Several lawsuits ensued post which the Ottawa court ruled that Canadian Airlines was free to leave the
Gemini Group hosting contract and allowed it to move to the American Airlines SABRE system.

Our take on the Ottawa court ruling
This decision to coerce the two Canadian carriers to dissolve GEMINI if they do not agree to PWA
adopting SABRE was a well thought of decision. At face value, the decision appears to have been taken
in order to preserve healthy airline competition in Canada. In our opinion, the Canadian court foresaw
the integration of various CRS systems. Strategic advantage dilutes with more and more firms operating
using the help of CRS, which will ultimately lead to an interconnected CRS system.
Moreover, PWA could improve its operating position with SABRE as compared to GEMINI. The
additional capital that AMR brings in can help sustain PWA and thereby the Canadian domestic airline
industry.
We opine, the courts decision was correct.

Analysis Summary

Air Canada and Canadian Airlines missed IT were at a competitive disadvantageous position vis--vis
their US counterparts. Factors like regulatory obligations, dependency on US Carrier for trans-border
ticket sales, discriminatory treatments etc. led to this situation where the Canadian airline industry
almost touched the brink of getting dissolved.

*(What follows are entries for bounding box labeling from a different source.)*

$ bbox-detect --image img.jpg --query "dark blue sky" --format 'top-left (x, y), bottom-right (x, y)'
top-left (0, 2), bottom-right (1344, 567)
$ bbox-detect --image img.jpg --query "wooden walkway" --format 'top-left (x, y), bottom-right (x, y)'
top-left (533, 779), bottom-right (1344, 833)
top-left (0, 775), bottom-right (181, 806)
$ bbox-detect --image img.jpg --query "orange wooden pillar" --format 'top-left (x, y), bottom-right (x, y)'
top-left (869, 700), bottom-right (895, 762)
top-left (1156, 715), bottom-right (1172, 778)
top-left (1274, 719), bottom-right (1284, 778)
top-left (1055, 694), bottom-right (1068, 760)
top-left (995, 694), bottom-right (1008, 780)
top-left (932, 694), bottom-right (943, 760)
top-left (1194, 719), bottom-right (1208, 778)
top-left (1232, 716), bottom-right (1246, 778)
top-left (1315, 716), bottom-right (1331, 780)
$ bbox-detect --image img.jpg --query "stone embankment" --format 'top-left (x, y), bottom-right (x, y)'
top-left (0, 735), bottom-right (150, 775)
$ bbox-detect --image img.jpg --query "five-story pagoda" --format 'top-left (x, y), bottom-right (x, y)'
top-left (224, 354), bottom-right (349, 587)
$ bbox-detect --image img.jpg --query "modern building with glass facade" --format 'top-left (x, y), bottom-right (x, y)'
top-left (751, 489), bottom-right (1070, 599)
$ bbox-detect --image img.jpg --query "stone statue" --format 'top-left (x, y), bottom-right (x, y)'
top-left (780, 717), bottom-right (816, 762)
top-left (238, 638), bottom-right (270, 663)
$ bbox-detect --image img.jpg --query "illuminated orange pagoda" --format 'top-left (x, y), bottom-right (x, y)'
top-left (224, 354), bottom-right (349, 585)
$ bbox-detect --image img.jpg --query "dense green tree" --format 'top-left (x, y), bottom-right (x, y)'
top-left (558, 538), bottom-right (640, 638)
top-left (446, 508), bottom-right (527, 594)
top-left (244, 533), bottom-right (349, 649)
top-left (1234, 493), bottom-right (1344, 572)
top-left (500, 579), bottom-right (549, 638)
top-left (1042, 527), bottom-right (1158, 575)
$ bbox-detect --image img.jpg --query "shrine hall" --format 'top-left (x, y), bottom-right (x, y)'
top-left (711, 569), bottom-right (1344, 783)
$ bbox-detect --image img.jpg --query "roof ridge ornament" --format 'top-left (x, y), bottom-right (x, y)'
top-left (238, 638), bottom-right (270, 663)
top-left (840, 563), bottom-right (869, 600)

With reactive approaches towards survival, the Canadian carriers could not handle the mounting
pressure from the competition. In this not so attractive industry, coercing two carriers to adopt a CRS
with equal investments was first of all farfetched. Treating domestic and international carriers on par
led to several lawsuits ensued post which the Ottawa court ruled that Canadian Airlines was free to
leave the Gemini Group hosting contract and allowed it to move to the American Airlines SABRE
system. The levels of integration, the competitive factors tied to the domestic and international routes,
the cost structure in itself clearly indicates the arrival of a disaster.

This decision is taken in order to preserve healthy airline competition in Canada while still realizing the
nature of the strategic forces of IT systems like the CRS. Todays proprietary system is bound to lose its
advantage when every other player starts using it. This will ultimately lead to a new dimension of
innovation and integration of the hygiene factors across the industry to benefit all.